Friday, September 19, 2014

Poetry Friday: Yellow Dress

I was looking for something recently and happened on this poem.  I clicked on it because I thought about my own yellow dress poem.  But this one couldn't be more different from mine.  And of course my eye was caught by the italicized "Port-au-Prince" at the beginning.

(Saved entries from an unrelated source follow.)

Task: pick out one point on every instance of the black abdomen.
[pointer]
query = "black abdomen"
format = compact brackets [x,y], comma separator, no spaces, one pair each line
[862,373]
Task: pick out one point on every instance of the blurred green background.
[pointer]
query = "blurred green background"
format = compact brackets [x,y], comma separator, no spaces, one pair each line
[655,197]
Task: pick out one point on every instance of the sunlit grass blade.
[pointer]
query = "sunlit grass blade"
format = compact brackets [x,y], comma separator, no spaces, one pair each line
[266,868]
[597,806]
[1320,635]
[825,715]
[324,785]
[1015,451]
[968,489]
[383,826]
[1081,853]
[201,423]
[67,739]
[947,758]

I like to focus on positive aspects of my adopted country, but I have to share this poem because it represents a common scenario for me - and by that I do not mean that I see this kind of sight frequently, but that I often see sights I can't explain, from a moving car.  I catch a glimpse of a moment in someone's life, and then it's gone, and I will never have the context for it or understand it.  I've written down many glimpses like that in my "Writing Ideas" file, and some I've turned into poems (like the one I shared in this post).  Here, Amy Beeder reflects on one of these moments. 

Yellow Dress
by Amy Beeder

Port-au-Prince

Girl on a heap of street sweepings high
as a pyre, laid on snarled wire & dented rim.
Girl set down among the wrung-out hides.
A girl who was coming from church. It is late
Sunday afternoon. Was it a seizure? Is it
destiny or bad luck we should fear? Weak heart
or swerving taxi? In Tet Bef by the dirty ocean
thousands crush past her without pausing
at the shrine of her spayed limbs; brilliance
like the flesh of lilies sprouting from the pummeled cane.
Is it possible to be lighthearted, hours later?
Days? To forget the yellow dress?
I am waiting for her mother to find her, still
wearing one white spotless glove (where is the other?),
my idle taxi level with her unbruised arm,
her fingers just curling like petals of a fallen flower
and how did it end?

You can read the rest, and hear it read, here.

Today's roundup is here, at the Poem Farm.

3 comments:

Amy LV said...

"Is it possible to be lighthearted, hours later?
Days? To forget the yellow dress?"

This is a question I work with regularly...how to balance beauty with sadness when both are everywhere? Thank you, Ruth, for another thoughtful post that meets me right where I need to be.

Linda B said...

I'm not sure I've ever seen such an alarming site, but do see a few out my car window that make me wonder. Responding to the poem is hard, that middle of the questioning, the trying to see if there is danger is interesting, as if the only way to digest it is if it is of direct concern. You always make me think, Ruth. Thank you!

Tabatha said...

Her poor mother! Those curling fingers, that spotless white glove. Sigh. I have been worrying about the missing UVa student; how hard it must be for her family, imagining her somewhere, waiting for her mother to find her. Sigh.